In meinen Augen ist dies eine verfehlte und kurzsichtige Strategie. Die desolate aktuelle Situation ist Resultat des langjährigen Festhaltens an überkommenen Strukturen und Wertvorstellungen in der Lehramtsausbildung. Die Forderung des Musikrats wirkt in Zeiten, da sich das Kulturleben gewandelt und diversifiziert hat und Universitäten und Kulturverwaltungen bereits begonnen haben umzusteuern, völlig anachronistisch. Die elitären Ideale des Bildungsbürgertums aufrecht zu erhalten und den Verfall ehemals hoher Ausbildungsstandards zu beklagen, ist nicht hilfreich und führt nur tiefer in die Krise. Stattdessen sollte es darum gehen, mehr Abiturient:innen und potentielle Bewerber:innen für ein Musik-Lehramtsstudium zu gewinnen, indem wir Anreize für eine entsprechende Fächerwahl schaffen – durch Umgestaltung und Flexibilisierung der Curricula, Integration von verschiedenen Musikstilen, Kulturen und Instrumenten sowie neue Konzeptionen für Inhalte und Anforderungen von Eignungsprüfungen. Und schließlich muss der Beruf auch finanziell attraktiver werden, um dessen Image zu stärken und qualifizierte Absolvent:innen für den Arbeitsmarkt gewinnen zu können.

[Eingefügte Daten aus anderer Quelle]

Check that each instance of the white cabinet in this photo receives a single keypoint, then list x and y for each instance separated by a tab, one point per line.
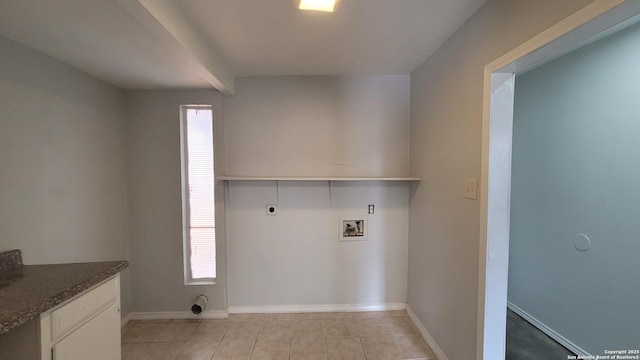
85	327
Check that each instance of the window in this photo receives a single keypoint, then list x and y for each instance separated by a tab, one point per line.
198	201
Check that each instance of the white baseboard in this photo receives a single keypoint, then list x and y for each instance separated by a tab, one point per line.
125	319
425	334
314	308
547	330
164	315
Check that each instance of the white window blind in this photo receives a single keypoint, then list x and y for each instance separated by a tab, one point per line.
198	194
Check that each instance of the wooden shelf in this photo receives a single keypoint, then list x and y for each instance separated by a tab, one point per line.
314	178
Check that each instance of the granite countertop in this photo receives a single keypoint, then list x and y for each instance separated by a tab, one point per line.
26	291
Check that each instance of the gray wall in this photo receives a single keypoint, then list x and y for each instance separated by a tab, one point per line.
155	221
317	126
62	162
446	118
575	170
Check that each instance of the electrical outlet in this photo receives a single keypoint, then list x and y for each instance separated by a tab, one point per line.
272	209
471	189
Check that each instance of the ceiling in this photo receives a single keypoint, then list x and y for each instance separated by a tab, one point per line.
149	44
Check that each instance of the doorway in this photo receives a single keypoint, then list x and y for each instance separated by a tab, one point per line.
591	23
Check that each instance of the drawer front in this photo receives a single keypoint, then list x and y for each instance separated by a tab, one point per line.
99	339
78	311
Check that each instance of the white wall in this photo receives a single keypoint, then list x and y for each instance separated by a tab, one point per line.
155	220
306	126
313	126
576	130
446	117
62	162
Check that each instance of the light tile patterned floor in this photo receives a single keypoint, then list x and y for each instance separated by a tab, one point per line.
380	335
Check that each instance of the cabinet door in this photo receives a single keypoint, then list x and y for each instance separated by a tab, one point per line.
98	339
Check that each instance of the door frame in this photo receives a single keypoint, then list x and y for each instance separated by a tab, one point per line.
596	20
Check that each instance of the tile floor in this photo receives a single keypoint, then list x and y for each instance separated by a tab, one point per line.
379	335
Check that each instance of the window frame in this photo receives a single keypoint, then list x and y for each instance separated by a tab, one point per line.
184	192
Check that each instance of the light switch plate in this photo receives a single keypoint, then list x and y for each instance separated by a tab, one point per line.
471	189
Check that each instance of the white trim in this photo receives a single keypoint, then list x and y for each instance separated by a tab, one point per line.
314	308
125	319
547	330
425	334
165	315
315	178
565	36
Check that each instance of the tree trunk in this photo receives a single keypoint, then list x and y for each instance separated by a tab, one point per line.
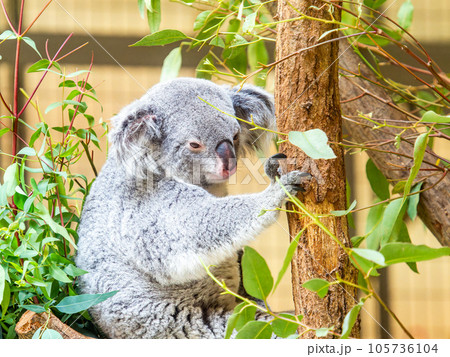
30	322
434	204
307	97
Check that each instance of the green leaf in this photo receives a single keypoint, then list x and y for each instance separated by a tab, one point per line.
48	334
154	16
288	258
257	279
27	151
283	328
323	332
432	117
171	66
399	187
413	201
350	319
314	143
371	255
42	211
245	314
74	304
200	21
39	66
231	324
6	298
320	286
4	131
342	212
7	35
374	4
142	8
255	330
249	23
59	274
217	41
72	270
392	216
405	14
53	106
11	179
2	282
357	240
377	181
161	38
399	252
205	67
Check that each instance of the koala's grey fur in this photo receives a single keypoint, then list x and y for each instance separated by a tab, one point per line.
149	220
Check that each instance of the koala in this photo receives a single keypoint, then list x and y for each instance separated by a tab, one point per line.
151	217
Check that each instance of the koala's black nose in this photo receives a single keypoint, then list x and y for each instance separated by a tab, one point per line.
226	153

Diese Strategien würden das genaue Gegenteil einer Deprofessionalisierung oder gar eines »Verrats an den Bildungschancen von Kindern und Jugendlichen«, wie Höppner es darstellt, bewirken. Durch die Möglichkeit, facheinschlägig qualifizierte und praxiserfahrene Referendare mit Bachelor-Abschluss einzustellen, zumindest solange der Notstand andauert, könnte der Situation an vielen Schulen effektiv begegnet werden, anstatt auf die zu niedrigen Zahlen von Master-Absolvent:innen mit Heerscharen von Quer- und Seiteneinsteiger:innen zu reagieren. Wir benötigen keine langen und schwierigen Lehramtsstudiengänge mit künstlich hoch gehaltenem Niveau, sondern mehr Studienplätze und Bewerber:innen, um den derzeitigen und zukünftigen Bedarf zu decken und unsere Verantwortung wahrzunehmen, den nächsten Schülergenerationen gleiche Bildungschancen bieten zu können.

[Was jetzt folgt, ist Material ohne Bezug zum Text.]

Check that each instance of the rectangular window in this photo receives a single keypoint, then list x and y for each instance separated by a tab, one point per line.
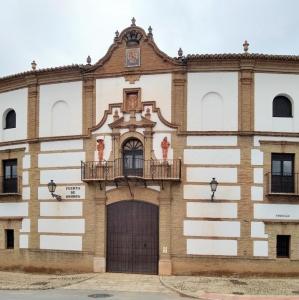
283	246
282	173
10	178
10	239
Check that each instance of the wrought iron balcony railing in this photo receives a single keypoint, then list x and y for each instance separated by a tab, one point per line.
286	183
10	185
131	168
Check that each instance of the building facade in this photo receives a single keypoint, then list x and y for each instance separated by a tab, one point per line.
132	143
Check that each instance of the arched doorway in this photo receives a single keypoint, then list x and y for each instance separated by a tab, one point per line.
132	237
132	158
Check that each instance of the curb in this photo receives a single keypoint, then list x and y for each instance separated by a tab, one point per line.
181	293
41	288
194	296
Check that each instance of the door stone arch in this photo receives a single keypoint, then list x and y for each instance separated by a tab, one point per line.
133	237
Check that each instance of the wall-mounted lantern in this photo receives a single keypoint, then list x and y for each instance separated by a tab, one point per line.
52	188
213	185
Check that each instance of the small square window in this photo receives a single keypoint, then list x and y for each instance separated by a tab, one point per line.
10	239
283	246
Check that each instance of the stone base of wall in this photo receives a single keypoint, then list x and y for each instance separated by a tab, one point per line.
240	266
67	261
46	261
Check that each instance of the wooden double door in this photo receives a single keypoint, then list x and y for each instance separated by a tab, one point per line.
132	237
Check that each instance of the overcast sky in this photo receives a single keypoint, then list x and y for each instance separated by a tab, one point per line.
63	32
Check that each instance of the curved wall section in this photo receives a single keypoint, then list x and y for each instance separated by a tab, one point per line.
60	117
61	102
266	88
16	100
212	112
212	101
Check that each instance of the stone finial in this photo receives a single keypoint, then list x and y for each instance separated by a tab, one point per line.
133	20
148	113
33	65
245	46
150	32
115	116
180	53
88	60
116	35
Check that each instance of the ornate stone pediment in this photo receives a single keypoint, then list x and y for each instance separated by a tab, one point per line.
132	123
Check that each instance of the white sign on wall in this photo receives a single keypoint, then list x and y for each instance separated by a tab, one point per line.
276	211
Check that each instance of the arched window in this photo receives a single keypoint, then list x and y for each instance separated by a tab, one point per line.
10	119
282	107
133	158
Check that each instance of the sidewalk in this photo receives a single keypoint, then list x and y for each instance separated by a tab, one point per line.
233	288
201	287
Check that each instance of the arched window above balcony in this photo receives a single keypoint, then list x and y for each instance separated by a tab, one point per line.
282	107
133	158
9	119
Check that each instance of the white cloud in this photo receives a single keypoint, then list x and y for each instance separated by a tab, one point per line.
60	32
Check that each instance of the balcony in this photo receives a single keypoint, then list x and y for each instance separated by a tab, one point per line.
148	170
282	185
10	186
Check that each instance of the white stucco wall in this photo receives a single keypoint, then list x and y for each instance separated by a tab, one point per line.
61	225
43	192
64	159
211	210
60	110
61	176
258	230
212	101
212	247
153	88
61	209
203	174
266	88
60	242
213	140
212	156
62	145
18	101
14	209
212	228
276	211
260	248
203	192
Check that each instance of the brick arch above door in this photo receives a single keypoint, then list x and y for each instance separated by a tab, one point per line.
140	193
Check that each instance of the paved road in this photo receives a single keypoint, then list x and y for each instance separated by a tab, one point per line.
60	294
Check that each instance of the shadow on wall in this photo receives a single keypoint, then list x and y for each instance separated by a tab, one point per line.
212	112
60	118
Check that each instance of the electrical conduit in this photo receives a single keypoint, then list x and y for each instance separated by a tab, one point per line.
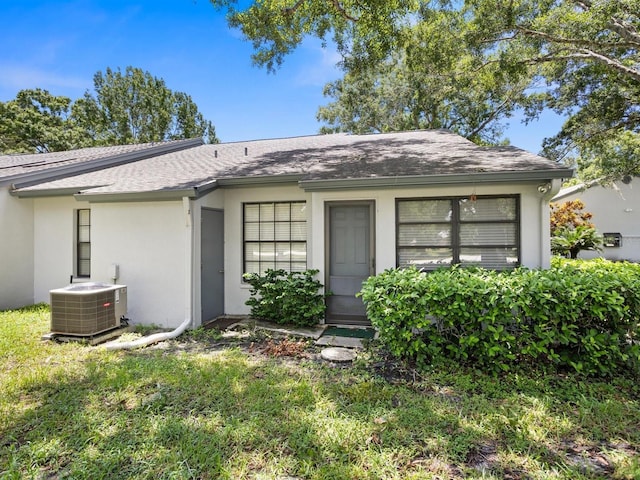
161	337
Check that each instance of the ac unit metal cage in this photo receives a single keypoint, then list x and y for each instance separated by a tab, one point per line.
85	309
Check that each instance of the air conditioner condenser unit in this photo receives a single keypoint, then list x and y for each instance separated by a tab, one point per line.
85	309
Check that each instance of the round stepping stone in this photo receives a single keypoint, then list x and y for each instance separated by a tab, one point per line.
338	354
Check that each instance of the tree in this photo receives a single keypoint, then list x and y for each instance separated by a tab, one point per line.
37	121
136	107
437	81
586	53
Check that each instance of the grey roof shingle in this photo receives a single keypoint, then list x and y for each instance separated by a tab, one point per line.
24	165
319	157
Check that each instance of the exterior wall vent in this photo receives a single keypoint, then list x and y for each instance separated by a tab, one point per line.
86	309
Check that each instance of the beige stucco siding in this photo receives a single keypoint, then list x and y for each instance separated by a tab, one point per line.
534	220
615	210
54	240
16	251
150	242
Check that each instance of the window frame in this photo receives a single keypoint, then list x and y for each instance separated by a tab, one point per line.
455	224
290	263
79	244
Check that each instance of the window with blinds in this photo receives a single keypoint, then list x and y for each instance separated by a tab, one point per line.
482	231
275	236
83	243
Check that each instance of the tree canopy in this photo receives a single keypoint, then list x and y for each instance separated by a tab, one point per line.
37	121
582	57
437	81
127	107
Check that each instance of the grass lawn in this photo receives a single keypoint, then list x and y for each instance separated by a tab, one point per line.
196	408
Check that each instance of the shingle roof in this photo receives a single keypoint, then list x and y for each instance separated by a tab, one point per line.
24	165
311	158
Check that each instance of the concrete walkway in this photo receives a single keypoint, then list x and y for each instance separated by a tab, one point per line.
315	333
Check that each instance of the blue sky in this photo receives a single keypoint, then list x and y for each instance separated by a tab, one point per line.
59	46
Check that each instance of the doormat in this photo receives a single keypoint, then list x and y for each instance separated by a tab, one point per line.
349	332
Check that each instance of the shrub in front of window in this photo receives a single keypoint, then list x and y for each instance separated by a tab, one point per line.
578	315
293	298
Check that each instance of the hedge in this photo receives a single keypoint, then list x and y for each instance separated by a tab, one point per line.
580	315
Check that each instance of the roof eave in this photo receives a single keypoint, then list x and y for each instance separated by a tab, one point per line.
427	180
56	173
149	196
49	192
260	180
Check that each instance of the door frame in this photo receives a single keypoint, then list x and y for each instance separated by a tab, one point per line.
221	249
327	236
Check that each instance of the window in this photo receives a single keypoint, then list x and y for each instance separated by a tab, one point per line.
483	231
275	236
83	243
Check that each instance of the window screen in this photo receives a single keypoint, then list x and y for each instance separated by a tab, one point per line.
482	231
275	236
83	243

Brahms, Hölderlin und Schiller

Ich freue mich, wieder einmal in einem chorsymphonischen Konzert mitwirken zu dürfen. Am nächsten Sonntag, den 22. Januar, führe ich mit dem Vokalsystem Berlin, Enchore und dem Berliner Sibelius Orchester Brahms‘ Schicksalslied op. 54 und Nänie op. 82 auf. Außerdem erklingen Orchesterwerke von Verdi and Sibelius. In diesem Konzert debütiert außerdem mein lieber Kollege Johannes David Wolff als Dirigent im Großen Saal der Berliner Philharmonie. Es gibt noch einige Restkarten – ich wäre höchst beglückt, euch dort zu treffen!